The same night, Friday 15, Gutierrez appears in national television decreeing the dissolution of the Supreme Court and declaring Quito in state of emergency. This last decree gave more power to public forces to repress the people. In spite of the threats, protesters stayed in the capital challenging the state of emergency and the public forces. Gutierrez annulled the decree only 19 hours after he arranged it.
On Sunday 17, Congress tried to stop the crisis by accepting the destitution of the Supreme Court, but leaving Gutierrez in power and they did not make a pronouncement about the penal processes of Bucaram and his return to Ecuador. In the streets the shout of "Gutierrez out" began to be listened followed by an “Everybody out” referring to all the politicians. These forced the members of Congress to arrange the destitution of Gutierrez. The night of April 19, the mobilizations multiplied, reaching more than 40.000 demonstrators in the capital. They faced the police and military forces leaving tens of people hurt and a journalist dead, all this only worsen the crisis.
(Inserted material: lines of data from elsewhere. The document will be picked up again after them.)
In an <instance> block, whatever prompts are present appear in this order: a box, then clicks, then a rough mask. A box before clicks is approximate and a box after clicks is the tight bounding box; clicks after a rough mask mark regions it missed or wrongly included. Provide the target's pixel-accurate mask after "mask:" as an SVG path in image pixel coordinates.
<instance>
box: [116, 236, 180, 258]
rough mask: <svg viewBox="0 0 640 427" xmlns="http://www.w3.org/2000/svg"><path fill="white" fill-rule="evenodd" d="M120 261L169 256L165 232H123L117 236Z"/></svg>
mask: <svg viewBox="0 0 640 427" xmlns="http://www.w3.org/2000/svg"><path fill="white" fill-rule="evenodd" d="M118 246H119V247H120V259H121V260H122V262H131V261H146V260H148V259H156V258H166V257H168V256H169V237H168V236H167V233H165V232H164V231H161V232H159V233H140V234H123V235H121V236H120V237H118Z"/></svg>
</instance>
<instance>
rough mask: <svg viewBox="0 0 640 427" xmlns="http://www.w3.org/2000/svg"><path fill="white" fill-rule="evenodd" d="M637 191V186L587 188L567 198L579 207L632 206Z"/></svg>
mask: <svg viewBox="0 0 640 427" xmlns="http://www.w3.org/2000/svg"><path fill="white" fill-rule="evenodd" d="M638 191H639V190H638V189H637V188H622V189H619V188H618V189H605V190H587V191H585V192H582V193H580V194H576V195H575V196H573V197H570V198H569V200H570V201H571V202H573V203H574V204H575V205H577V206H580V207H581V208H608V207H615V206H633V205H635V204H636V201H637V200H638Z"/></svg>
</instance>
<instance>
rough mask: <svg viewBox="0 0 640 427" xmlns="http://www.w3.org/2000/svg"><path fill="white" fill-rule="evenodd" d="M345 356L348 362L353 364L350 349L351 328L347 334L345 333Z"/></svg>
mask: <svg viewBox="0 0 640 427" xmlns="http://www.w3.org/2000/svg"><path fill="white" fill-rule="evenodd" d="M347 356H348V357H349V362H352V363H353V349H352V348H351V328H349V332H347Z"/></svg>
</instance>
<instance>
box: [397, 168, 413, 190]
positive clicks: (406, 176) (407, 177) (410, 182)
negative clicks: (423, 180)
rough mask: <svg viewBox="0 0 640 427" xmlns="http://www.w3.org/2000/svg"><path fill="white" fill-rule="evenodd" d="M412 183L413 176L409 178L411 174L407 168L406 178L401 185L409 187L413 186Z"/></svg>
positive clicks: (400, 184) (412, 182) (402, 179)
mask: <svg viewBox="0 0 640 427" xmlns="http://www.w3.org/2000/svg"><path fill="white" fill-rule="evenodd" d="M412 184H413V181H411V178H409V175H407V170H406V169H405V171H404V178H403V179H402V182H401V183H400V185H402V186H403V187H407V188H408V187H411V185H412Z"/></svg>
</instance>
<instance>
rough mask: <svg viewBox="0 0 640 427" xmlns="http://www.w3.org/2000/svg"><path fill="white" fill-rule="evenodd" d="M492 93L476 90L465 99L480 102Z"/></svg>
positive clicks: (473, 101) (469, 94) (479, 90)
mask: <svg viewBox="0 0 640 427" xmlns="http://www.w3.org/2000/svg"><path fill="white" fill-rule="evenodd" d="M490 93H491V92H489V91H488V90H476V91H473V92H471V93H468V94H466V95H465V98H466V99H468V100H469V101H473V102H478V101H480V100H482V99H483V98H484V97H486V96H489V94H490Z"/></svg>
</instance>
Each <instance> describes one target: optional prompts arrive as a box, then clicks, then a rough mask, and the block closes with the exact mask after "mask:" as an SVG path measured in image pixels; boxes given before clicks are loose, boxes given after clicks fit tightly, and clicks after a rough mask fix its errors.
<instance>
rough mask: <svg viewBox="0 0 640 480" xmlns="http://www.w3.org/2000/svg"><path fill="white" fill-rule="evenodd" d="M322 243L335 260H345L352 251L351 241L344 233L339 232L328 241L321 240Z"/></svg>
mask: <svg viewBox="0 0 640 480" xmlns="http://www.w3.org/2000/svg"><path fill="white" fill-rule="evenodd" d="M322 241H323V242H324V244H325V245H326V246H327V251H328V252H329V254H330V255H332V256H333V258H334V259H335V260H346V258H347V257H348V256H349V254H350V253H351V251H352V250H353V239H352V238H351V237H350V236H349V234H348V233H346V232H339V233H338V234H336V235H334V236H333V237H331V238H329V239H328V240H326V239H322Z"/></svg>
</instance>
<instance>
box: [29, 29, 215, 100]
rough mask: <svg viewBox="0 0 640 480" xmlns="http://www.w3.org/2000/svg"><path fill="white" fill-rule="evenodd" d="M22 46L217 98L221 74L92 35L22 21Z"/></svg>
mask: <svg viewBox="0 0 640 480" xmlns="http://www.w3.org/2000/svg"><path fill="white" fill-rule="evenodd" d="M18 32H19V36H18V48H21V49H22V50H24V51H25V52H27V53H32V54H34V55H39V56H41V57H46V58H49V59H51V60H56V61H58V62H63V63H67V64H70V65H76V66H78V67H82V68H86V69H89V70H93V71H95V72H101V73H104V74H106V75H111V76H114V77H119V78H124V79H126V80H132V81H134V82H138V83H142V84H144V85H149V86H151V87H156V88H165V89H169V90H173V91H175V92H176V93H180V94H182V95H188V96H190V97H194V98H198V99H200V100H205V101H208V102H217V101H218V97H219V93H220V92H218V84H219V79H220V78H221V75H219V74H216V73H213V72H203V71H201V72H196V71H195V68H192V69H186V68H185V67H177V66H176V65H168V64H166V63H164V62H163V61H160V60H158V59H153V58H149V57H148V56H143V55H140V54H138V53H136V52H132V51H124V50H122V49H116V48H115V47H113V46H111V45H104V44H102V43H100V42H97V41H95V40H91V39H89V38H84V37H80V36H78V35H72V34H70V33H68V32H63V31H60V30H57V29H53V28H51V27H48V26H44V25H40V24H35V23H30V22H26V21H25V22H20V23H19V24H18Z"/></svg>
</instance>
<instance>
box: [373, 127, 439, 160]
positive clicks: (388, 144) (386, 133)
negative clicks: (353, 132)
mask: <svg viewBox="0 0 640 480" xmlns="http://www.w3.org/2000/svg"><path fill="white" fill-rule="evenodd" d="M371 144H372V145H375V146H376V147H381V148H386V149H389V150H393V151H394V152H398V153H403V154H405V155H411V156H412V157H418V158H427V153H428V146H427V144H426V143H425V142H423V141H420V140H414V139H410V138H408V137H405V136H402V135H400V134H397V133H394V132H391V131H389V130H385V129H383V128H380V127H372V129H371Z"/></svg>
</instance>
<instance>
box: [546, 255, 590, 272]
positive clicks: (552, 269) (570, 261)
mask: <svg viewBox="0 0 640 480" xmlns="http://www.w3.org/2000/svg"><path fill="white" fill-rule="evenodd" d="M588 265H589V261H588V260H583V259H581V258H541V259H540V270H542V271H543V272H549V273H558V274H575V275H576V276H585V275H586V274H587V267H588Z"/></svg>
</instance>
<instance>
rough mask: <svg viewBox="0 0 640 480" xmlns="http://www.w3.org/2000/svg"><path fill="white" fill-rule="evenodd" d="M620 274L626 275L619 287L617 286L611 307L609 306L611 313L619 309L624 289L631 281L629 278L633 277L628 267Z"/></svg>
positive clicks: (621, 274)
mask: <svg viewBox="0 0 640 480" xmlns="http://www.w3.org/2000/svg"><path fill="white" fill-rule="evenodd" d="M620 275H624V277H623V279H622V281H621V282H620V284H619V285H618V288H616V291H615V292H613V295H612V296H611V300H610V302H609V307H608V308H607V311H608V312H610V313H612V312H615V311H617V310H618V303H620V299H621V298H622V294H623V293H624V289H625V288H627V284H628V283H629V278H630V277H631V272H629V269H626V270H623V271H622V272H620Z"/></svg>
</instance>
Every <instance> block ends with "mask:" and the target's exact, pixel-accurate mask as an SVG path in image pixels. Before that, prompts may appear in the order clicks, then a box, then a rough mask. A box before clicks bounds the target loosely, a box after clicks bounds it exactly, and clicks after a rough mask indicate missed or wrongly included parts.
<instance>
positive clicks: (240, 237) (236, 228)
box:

The day of Wednesday 20 was decisive; the conspiracy grew, in the legislative branch as well as in the military. The extreme right –PSC, and the social democracy –ID, along with Pachakutic created a new majority in Congress. The President of congress, a Populist, tried to stop the new majority from initiating a political suit against Gutierrez and suspended the legislative reunions.
The debilitated government armed its own striking power to face the protesters, finding for the first time an answer. The protesters, especially students, started throwing stones the result were two deaths and hundreds of wounded. In the afternoon the Armed Forces retired the support to Gutierrez. The new majority left Congress and establishes a parallel Parliament in a private institution. There, 60, of the 100 Members of Parliament, listening to the protesters who requested "everybody out", were forced to play the last card, dismissing the president of Congress, dismissing Gutierrez, and giving the power to Vice president Alfredo Palacio by resolution.
Palacio assumed power, hours later, boasting his non partisanship status. He promised to govern for the people, with a demagogic speech, calmed the emotional state of the people momentarily. However the future of his government is uncertain as the people are tired of all kinds of politics and want “everybody out” of power.
Ecuador is a rich country in natural and human resources. It is the number one exporter of bananas in the world, it is huge in shrimp, big in flowers, and it also exports cocoa, and coffee. Ecuador is the second largest oil exporter in South America. It has mines of gold and silver, wide fertile lands, many natural water springs and woods with huge high value timber volumes that houses large diversity of flora and fauna. Ecuadorian population is diverse, there are a least five or six races living together, and all of them are kind and very friendly. However, the majority of Ecuadorians are desperately poor because of corrupt governments.
In order to start a true revolution against injustice, corruption, and ignorance, Ecuadorians must begin facilitating their children a good education which is a basic right of any human. Ecuadorians should provide to their children an education focused in raising good men and women, captivated by the honesty, responsibility, freedom, justice, loyalty, solidarity, kindness, love, and peace. This is the only solution that someday will allow Ecuadorian people to recognize the good politicians from the ones that have guided the state to its misery. I ask Ecuadorians to recognize our errors and do not make the same mistake again.